Importantly, we believe that by building datasets together, it will allow the community to build better datasets, which can be useful for people who don’t know how to code to contribute to AI development.
Make it easier for people to contribute
One of the challenges to many previous efforts to build AI datasets together was to set up efficient annotation tasks. Argilla is an open source tool that helps you create datasets for LLMS and smaller, specialized task-specific models. Embracing Facespace is a platform for building and hosting machine learning demos and applications. Recently, Argilla added support for authentication via hugging face accounts for Argilla instances hosted in the space. This means it takes a few seconds for the user to start contributing to annotation tasks.
I stress-tested this new workflow when I created the 10K_PROMPTS_RANKED DATASET, so I want to support the community as I launch my new aggregation dataset effort.
Join the first cohort of communities who want to build a better dataset together!
I’m very excited about the possibility that it’s locked up by this new simple flow to host annotation tasks. To support the community in building better datasets, we embrace faces and Aguilla and invite interested people and communities to participate in the first cohort of Community Dataset Builders.

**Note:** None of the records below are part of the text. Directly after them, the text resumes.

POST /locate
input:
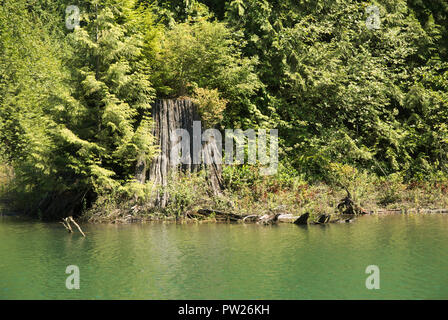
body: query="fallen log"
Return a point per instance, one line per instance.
(66, 223)
(269, 219)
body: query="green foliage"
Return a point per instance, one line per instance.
(210, 105)
(353, 106)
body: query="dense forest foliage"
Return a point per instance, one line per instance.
(75, 102)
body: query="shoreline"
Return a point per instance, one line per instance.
(284, 218)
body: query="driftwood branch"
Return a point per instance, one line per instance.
(66, 223)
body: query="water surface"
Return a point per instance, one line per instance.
(221, 261)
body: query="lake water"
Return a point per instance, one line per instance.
(222, 261)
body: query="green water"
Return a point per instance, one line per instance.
(220, 261)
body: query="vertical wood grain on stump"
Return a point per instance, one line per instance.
(169, 115)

The people participating in this cohort are:
Supports facial recognition to hug and create an Argira space. Hugging your face gives you free permanent storage and improves CPU space for participants. Comms and Promising promotes initiatives amplified by Argilla and Hugging Face. Please be invited to join our Cohort Community Channel
Our goal is to support our community as we build better datasets together. We embrace many ideas and want to support our community as much as possible in building a better dataset together.
What kind of projects are you looking for?
We are open to supporting many types of projects, especially those in the existing open source community. We are particularly interested in projects that focus on building datasets for languages, domains, and tasks that are currently underrepresented in the open source community. The only limitation at the moment is that it focuses primarily on text-based datasets. If you have a very cool idea about a multimodal dataset, we look forward to hearing from you, but we may not be able to support you in this first cohort.
Tasks can be fully open or open to members of a particular embracing facehub organization.
If you would like to participate in your first cohort, please join our #Data-IS-Better-Together channel for Hugging Face Disparities. Let us know what you would like to build together!
We look forward to building a better dataset with you!